The Young And Prodigious T.S. Spivet

The Young And Prodigious T.S. Spivet

Director – Jean-Pierre Jeunet

Starring – Kyle Catlett, Helena Bonham Carter, Callum Keith Rennie, Judy Davis, Niamh Wilson, Jakob Davis

Length – 105 minutes

Certificate – 12A

This really is a strange little curio of a film from Jean-Pierre Jeunet.  T.S. Spivet is the young protagonist, a ten year old young boy whose levels of boy genius mean that while his sister is waxing lyrical about the benefits of Miss USA and his brother is engaging in the traditional rough and tumble of childhood, he is busy conducting scientific experiments, concluding in him creating a means for perpetual motion, a scientific Holy Grail.  Winning an award for said invention T.S. goes on a cross country trip via freight train and trucker to get to the Smithsonian in Washington DC to collect his prize and make his speech.  Like Jeunet’s most celebrated work, Amelie, this film nominally inhabits the same world as you or I, with references made to things happening today, however it is more like a dream like, fantasised version of an America long lost to the vast onslaught of civilisation, just as Amelie was a picture postcard look at Paris.

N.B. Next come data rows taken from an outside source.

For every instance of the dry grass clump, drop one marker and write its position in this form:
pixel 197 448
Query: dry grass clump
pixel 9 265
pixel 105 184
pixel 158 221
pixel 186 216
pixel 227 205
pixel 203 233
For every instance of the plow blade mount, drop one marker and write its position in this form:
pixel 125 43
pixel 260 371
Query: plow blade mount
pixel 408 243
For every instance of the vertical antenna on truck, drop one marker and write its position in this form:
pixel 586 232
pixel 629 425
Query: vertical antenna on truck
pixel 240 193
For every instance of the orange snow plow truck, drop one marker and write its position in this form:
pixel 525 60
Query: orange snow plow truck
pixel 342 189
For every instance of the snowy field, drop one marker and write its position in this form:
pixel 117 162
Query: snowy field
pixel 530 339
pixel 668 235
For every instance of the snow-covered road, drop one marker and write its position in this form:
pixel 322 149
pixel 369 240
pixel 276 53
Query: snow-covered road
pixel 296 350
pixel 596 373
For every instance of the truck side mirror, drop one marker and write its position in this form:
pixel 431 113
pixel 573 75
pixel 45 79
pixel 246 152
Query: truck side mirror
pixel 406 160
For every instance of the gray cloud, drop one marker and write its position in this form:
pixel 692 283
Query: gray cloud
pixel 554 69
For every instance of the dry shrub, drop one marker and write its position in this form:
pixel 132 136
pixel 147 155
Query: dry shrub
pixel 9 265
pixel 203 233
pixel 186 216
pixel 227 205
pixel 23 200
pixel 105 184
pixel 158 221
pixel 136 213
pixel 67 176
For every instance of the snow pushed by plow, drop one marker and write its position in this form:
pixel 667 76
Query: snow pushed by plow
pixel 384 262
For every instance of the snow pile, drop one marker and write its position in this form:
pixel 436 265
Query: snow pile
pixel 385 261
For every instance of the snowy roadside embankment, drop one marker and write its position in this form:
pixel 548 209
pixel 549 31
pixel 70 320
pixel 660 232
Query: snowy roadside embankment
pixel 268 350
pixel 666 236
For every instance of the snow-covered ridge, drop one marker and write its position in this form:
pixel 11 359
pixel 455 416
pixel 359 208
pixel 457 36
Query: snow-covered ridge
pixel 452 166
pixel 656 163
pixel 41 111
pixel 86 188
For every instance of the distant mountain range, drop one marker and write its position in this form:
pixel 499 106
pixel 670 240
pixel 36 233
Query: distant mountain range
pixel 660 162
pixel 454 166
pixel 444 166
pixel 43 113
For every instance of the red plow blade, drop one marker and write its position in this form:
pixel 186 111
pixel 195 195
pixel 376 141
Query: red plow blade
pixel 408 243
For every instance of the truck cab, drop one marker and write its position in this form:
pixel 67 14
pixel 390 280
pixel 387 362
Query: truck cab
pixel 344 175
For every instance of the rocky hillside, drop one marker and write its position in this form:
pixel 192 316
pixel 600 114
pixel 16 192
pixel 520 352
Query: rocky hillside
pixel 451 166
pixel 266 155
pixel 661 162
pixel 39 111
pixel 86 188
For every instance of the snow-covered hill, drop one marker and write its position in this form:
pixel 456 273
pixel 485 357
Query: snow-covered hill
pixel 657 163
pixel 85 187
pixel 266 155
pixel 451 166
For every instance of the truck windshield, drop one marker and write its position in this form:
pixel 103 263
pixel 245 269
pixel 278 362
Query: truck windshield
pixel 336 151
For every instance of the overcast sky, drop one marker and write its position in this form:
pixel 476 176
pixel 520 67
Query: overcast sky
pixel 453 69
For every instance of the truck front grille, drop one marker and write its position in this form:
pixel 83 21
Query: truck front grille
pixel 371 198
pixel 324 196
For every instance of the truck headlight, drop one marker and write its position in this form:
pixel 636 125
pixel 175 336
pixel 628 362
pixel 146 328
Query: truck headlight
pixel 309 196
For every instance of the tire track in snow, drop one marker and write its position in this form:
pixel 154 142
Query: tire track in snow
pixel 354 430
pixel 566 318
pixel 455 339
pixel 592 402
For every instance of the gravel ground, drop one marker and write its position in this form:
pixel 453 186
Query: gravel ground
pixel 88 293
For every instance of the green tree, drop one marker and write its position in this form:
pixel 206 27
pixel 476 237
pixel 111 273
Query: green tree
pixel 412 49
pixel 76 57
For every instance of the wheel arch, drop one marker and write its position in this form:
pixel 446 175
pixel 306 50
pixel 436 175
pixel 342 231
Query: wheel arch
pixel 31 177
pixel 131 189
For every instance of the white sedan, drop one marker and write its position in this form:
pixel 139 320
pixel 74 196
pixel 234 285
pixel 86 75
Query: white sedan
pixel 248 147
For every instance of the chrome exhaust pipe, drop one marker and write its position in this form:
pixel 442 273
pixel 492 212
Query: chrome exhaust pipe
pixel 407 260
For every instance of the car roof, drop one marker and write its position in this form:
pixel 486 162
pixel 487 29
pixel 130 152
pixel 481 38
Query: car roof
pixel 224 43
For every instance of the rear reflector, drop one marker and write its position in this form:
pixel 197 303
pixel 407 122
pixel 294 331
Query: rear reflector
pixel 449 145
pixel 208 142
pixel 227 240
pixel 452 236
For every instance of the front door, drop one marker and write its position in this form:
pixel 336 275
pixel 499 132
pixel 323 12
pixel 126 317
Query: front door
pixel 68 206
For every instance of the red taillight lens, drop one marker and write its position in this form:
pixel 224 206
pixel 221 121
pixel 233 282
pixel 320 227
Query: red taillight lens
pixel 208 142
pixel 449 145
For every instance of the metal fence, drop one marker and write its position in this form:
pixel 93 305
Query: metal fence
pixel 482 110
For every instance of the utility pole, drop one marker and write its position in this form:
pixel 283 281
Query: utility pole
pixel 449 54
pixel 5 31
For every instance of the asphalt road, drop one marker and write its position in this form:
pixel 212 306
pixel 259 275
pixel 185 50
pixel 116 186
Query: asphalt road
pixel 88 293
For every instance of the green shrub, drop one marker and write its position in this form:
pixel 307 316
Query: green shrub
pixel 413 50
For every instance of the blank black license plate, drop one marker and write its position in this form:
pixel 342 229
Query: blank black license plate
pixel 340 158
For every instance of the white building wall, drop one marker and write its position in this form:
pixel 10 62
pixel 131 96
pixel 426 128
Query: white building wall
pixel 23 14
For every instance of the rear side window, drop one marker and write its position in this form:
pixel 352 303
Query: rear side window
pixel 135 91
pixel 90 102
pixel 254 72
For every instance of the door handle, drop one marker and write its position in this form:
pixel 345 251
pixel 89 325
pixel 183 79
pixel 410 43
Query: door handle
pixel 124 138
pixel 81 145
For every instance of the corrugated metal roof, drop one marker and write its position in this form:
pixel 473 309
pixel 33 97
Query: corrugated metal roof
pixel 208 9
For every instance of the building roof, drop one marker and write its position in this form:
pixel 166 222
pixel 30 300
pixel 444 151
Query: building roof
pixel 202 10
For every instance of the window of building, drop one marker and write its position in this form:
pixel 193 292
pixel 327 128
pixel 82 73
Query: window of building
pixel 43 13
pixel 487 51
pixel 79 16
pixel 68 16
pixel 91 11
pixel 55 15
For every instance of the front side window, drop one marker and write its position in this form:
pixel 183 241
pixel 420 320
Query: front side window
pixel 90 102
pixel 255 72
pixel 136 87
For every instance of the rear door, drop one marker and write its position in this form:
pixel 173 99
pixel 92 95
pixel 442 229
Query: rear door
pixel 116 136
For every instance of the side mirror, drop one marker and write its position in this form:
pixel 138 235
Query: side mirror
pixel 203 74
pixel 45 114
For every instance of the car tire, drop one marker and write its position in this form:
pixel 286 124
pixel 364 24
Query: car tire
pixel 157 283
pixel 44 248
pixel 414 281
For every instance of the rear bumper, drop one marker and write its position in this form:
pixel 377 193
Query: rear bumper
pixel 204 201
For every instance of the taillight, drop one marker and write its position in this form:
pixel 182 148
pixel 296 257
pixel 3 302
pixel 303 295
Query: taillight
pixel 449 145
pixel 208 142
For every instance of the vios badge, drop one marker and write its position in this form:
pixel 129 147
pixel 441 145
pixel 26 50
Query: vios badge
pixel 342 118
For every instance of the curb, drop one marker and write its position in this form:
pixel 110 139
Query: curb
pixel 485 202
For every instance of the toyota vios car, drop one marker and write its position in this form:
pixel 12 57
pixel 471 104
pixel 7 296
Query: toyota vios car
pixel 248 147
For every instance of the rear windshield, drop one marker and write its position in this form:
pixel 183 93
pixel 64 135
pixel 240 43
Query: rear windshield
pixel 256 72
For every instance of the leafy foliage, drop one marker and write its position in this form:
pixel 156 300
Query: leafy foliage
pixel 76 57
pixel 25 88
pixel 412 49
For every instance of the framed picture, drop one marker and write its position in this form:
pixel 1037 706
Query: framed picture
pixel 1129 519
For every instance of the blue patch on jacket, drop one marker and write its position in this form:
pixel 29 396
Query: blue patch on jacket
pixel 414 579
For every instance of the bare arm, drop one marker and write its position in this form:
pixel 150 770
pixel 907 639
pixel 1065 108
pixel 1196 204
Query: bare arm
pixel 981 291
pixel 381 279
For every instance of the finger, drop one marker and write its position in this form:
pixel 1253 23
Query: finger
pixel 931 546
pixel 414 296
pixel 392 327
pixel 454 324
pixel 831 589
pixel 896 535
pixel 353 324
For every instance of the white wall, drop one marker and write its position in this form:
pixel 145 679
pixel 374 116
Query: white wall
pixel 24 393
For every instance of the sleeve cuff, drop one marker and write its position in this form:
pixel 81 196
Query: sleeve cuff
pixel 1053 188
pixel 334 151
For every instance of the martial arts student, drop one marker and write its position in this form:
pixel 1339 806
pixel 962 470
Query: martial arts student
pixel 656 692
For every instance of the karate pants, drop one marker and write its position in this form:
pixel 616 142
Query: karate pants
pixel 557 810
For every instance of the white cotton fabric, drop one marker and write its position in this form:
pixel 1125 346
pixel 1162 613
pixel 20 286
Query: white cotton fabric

There is a good portion of the film where I would rank it alongside the great films of the 1980s, such as The Goonies, E.T. The Extra Terrestrial or Stand By Me, in which children go on impossible and fantastical adventures.  At times the landscapes really did bring Stand By Me, one of my very favourite films to mind, and to mention this with films like that is very high praise indeed.  The scenery is beautifully shot, with T.S’s train crossing vast expanses of emptiness, the natural beauty on show astonishing, complimented by a very nice country and western inflected soundtrack by Denis Sanacore.  Alongside this the film handles the regular flights of fantasy well, complete with lovely quirky animations of scientific workings that give the film its individuality, while still allowing the drama to play out as Home Alone On The Road (T.S. lives in a motor home for a time and the actor playing him bears a strong resemblance to Macaulay Culkin).

This is not just a light and fluffy little creation though, there is serious substance underneath involving the death of a child, something handled empathetically and sensitively, never feeling tacked on to the humour yet never taking any of the humour from the film either.  Kyle Catlett is a revelation as T.S.  This is one of the best child performances of recent years, given that for much of the time he occupies his own little world, be it on his impromptu roadtrip or within his flights of fantasy.  He holds the screen and not only manages to be an incredibly likeable screen presence, but manages to handle the grief and guilt over his brother’s death convincingly, as well as elicit sympathy when his character is injured on his quest.  This is not a film in a hermetic and safe world, children do get hurt, yet this is never upsetting, merely convincing that this is a film with more than surface.  The portrayal of the parents as an aloof cowboy type figure and a kooky zoologist may have been too much for me to bear, however Callum Keith Rennie and particularly Helena Bonham Carter do more than enough to make these seemingly at odds characters fit seamlessly into the story, adding extra layers of pathos to T.S’s story of loneliness and abandonment.

The film is not without flaw, although for a good hour or so it pretty much is.  Once T.S. reaches his venue the film oddly manages to lose motion, ironically, given the subject of his award.  Not aided by a far too over the top performance by Judy Davis as a museum curate hungry for fame the film treads a path of manipulation of T.S. and his invention, putting him in interviews, on chat shows, all to very little end.  At this point the natural humour becomes forced, feeling more slapstick as the film tries to wrestle this unruly side plot into its natural story arc unsuccessfully.  All this succeeds in my losing some goodwill towards it and it becoming twenty minutes too long, which felt like a real shame.  Overall The Young And Prodigious T.S. Spivet is a film seemingly from a bygone age, a real treat, and a film that is suitable for the whole family to enjoy.